Steve Jobs' 1974 memo to Atari to be auctioned

Handwritten note describing changes the game maker could make to arcade game expected to fetch $10,000 to $15,000.

A memo Steve Jobs wrote in 1974 while working for Atari. Sotheby's

Before he co-founded Apple, Steve Jobs worked briefly at Atari, helping the game maker improve design.

Sotheby's is auctioning a handwritten memo penned in 1974 by then-19-year-old Jobs that describes changes Atari could make to its World Cup Soccer arcade game to add fun and functionality.

The present report, written for his supervisor Stephen Bristow, was meant to improve the functionality and fun of World Cup, a coin arcade-game with four simple buttons and an evolution from Atari's Pong game. Job's report is stamped "All-One Farm Design," a name appropriated from the commune he frequented at the time, and the address of the Jobs family in Los Altos. At the bottom of the stamp is the Buddhist mantra, gate gate paragate parasangate bodhi svahdl.

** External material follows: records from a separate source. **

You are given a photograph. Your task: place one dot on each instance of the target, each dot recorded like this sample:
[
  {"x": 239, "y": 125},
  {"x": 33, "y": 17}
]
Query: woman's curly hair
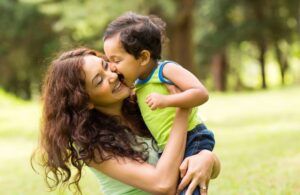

Sotheby's estimates the memo will fetch $10,000 to $15,000.

Jobs worked nights at Atari for a brief time in 1974, employing Apple co-founder Steve Wozniak to help whittle down the hardware required for a prototype of a single-player version of Pong, the game that would go on to become Breakout. Jobs would leave Atari that summer to travel through India, only to return to California to live in a commune.

Sotheby's is also auctioning a working Apple I motherboard, complete with cassette interface, operating manuals, and a BASIC Users Manual. Fewer than 50 Apple I computers are thought to have survived, with only six known to be in working condition, Sotheby's said. The lot is expected to fetch $120,000 to $150,000. The auction is scheduled for June 15.